Karena itu, baik kebijakan di Jakarta maupun elite politik, termasuk pemuka adat Papua, harus serius menangani persoalan tersebut. Relasi ekonomi-politik antara elite di Jakarta, Papua, dan berbagai perusahaan asing di provinsi itu misalnya, harus benar-benar bisa menjamin kesejahteraan masyarakat Papua.
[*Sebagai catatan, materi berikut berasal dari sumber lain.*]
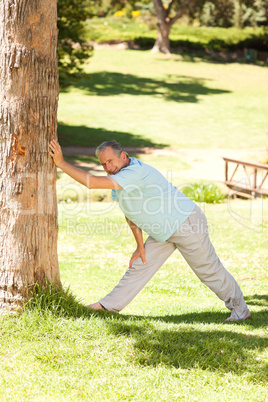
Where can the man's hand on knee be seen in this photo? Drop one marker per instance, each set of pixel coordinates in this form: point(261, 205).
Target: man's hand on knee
point(138, 253)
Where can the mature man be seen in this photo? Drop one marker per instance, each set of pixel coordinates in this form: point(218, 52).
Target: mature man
point(172, 221)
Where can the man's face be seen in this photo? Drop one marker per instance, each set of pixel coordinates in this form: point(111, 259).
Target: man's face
point(111, 163)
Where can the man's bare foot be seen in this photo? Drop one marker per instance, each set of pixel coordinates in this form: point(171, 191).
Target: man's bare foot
point(242, 319)
point(95, 306)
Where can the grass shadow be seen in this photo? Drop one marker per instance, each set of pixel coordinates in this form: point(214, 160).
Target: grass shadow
point(176, 88)
point(181, 345)
point(188, 347)
point(257, 300)
point(91, 137)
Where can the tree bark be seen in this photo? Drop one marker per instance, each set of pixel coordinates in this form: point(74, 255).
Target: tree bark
point(165, 22)
point(163, 28)
point(28, 121)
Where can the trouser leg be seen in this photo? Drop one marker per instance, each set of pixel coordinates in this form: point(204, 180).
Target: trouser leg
point(138, 275)
point(193, 242)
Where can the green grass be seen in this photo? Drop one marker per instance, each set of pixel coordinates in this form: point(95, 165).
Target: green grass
point(142, 99)
point(204, 192)
point(169, 344)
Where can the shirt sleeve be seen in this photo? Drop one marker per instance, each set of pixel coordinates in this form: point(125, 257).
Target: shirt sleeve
point(128, 178)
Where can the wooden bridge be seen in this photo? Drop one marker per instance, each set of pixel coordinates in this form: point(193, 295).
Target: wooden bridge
point(251, 184)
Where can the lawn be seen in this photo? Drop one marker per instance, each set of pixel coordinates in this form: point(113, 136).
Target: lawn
point(175, 101)
point(170, 344)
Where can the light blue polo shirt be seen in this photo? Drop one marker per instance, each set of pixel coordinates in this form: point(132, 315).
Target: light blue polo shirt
point(150, 201)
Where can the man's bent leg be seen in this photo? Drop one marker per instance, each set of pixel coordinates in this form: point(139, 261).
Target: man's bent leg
point(193, 242)
point(138, 275)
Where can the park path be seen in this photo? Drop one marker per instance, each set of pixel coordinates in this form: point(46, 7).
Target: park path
point(206, 164)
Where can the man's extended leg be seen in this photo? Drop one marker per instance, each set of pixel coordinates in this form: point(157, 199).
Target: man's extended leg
point(138, 275)
point(194, 244)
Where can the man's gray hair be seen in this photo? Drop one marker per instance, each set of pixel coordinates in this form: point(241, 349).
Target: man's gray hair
point(116, 147)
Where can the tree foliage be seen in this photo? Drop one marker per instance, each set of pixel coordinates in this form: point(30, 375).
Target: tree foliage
point(73, 49)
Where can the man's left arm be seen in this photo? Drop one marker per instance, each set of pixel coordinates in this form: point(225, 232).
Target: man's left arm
point(140, 250)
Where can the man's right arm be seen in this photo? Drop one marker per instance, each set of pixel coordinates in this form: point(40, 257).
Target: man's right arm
point(140, 250)
point(87, 179)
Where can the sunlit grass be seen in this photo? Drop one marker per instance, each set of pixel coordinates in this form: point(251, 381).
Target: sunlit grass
point(141, 99)
point(169, 344)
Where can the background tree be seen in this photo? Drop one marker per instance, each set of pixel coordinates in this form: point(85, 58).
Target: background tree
point(167, 15)
point(73, 49)
point(28, 121)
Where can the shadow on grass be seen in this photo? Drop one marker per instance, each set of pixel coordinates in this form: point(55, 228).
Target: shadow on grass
point(174, 88)
point(186, 346)
point(91, 137)
point(257, 300)
point(189, 347)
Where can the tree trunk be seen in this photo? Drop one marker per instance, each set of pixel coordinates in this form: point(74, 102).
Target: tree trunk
point(28, 121)
point(162, 42)
point(163, 28)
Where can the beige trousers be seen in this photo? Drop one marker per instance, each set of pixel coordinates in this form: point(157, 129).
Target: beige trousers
point(193, 242)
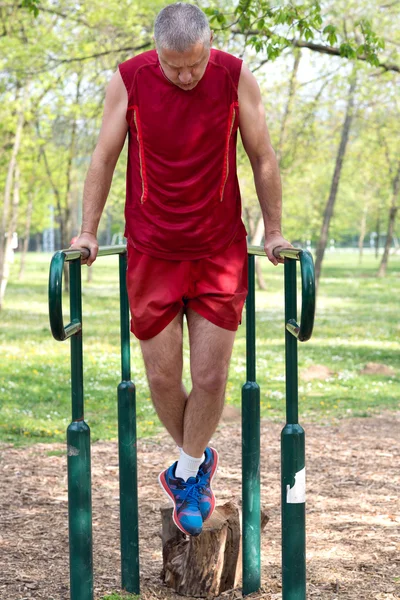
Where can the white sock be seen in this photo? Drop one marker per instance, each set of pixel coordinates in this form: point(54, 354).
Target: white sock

Harus ada terobosan politik ''diplomasi di rumah'' untuk mengakhiri kemiskinan masyarakat, sekaligus mengikis  kesenjangan.

Dalam konteks HAM, kita berada di dunia yang saling terhubung dan di tengah jiwa zaman yang sangat mengagungkan prinsip kemanusiaan, sehingga penghargaan HAM mutlak dilaksanakan, termasuk dalam penanganan persoalan gangguan keamanan dan ketertiban. Tanpa itu, sama artinya dengan menyodorkan umpan bagi pihak yang ingin mendiskreditkan kita. Keberanian kita menyelidiki dan mengadili dugaan pelanggaran HAM  justru memberi nilai positif di dalam dan luar negeri.

Kita juga harus mengingat bahwa diplomasi sejak era reformasi difokuskan pada pemulihan citra nasional, termasuk dalam konteks menunjukkan diri sebagai bangsa yang menghormati HAM. Karena itu, capaian yang sudah kita raih dari berbagai pengakuan dan penghargaan internasional harus dipertahankan.

Kedua; dari sisi perhatian media massa dan para pembuat kebijakan. kita juga harus ekstrahati-hati. Sejak awal era reformasi, Presiden (waktu itu) Abdurrahman Wahid berkali-kali menegaskan bahwa pemanfaatan 23 dari 40 hari pertama masa pemerintahannya untuk kunjungan ke luar negeri adalah dalam rangka preventive diplomacy. Gus Dur ingin mendapat menjamin bahwa para negara sahabat memiliki sikap politik yang tegas mendukung kedaulatan NKRI di tengah ancaman disintegrasi yang kala itu berkembang. Salah satu prioritas politik luar negeri kita pada era reformasi adalah memelihara keutuhan wilayah nasional.

Mengikis Propaganda

Adanya perhatian pembuat kebijakan dunia juga terbukti, misalnya ketika pada 29 Juli 2008, Kongres Amerika Serikat (AS) menyurati Presiden SBY, meminta dua anggota OPM, Filep Karma dan Yusak Pakage, dibebaskan. Dalam konteks kotemporer, kita perlu khawatir melihat kehadiran sejumlah orang penting pada pembukaan kantor perwakilan OPM di Oxford, seperti anggota parlemen Inggris Andrew Smith, Wali Kota Oxford Moh Niaz Abbasi, dan mantan wali kota Elise Benjamin.

Selain itu, Koordinator Free West Papua Campaign (FWCP) Benny Wenda, beberapa pemain rugby Papua New Guinea, kelompok pengacara internasional untuk Papua Barat, mahasiswa Universitas Oxford, warga Papua di Belanda, dan pendukung Papua Merdeka di Inggris.

Apalagi, kalau kita mencermati pernyataan perwakilan Komisi HAM PBB Navi Pilay bahwa masih ada keprihatinan beberapa dugaan pelanggaran HAM di Papua. Keprihatinan ini juga disuarakan Dubes Inggris di Jakarta yang meskipun mengakui kedaulatan NKRI, pada saat yang sama Canning mengingatkan kita atas sejumlah kasus pelanggaran HAM di Papua.

Selagi para negara sahabat berada pada sikap politik mendukung kedaulatan NKRI, diplomasi at home dengan menyejahterakan rakyat Papua, serta menjamin keamanan dan ketertiban hukum dalam bingkai penghargaan HAM, menjadi langkah minimal yang mutlak perlu. Pada tataran lanjut, diplomasi total oleh semua komponen bangsa untuk mendudukkan isu Papua secara adil dalam bingkai NKRI juga harus dilakukan demi mengikis propaganda negatif yang terlanjur berkembang.